A lot was already wrong when Mr. Obama took office, but he has spent four years making things worse. He added $5 trillion in debt rather than trying to reduce the $11 trillion he inherited. Instead of working to reduce disabling dependency, he urges more people to use food stamps, unemployment insurance and disability entitlements, even though we can’t began to pay for existing recipients. Now he touts the bailout of the United Auto Workers Union — the GM bailout if you prefer — and thinks he can use that approach to spur more manufacturing. That the president takes this tack even while automotive experts are predicting another bankruptcy for GM is puzzling. Of course, the president doesn’t always allow facts to interfere with his narrative.

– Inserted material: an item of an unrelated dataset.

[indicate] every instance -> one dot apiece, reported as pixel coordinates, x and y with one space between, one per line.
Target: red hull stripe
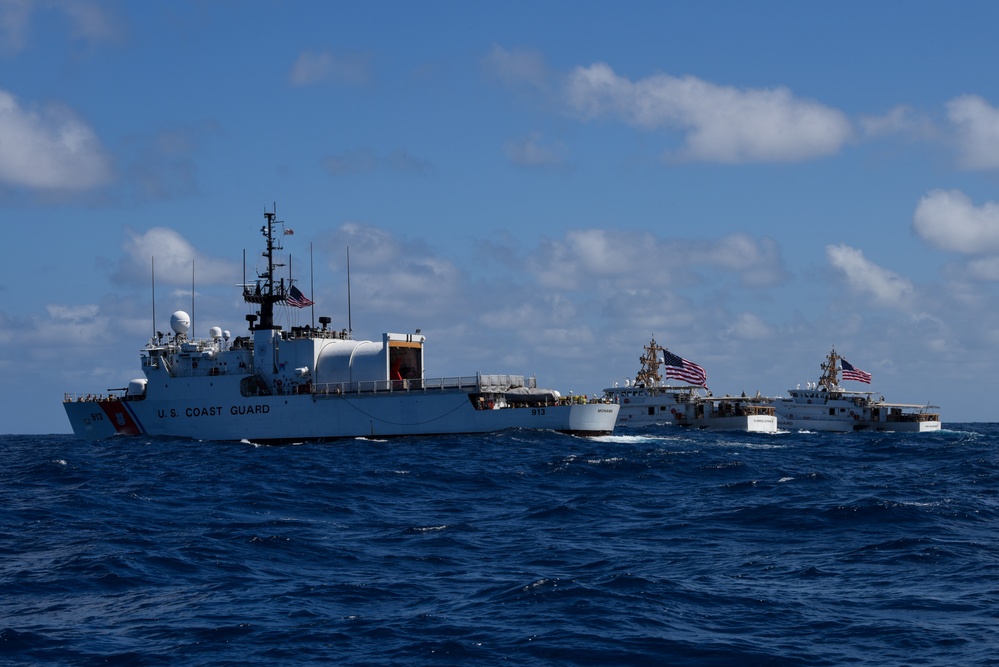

So far the Democrats have followed a simple strategy, “talk about anything but the economy and the president’s record.” So, as Mark Steyn believes, Democratic operatives sally forth to inform us that no matter what the issue, Mitt Romney is the issue and he will “put your dog on the roof, you wife in the ground and your Negro houseboy in the cotton field out back — or as the vice president of the United States told a mostly black crowd in Virginia the other day, “he gonna put y’all back in chains.”
Demagoguery and foolishness, like Kipling’s “Captains and Kings,” will depart and we are going to be left with the hard reality our leaders ignore.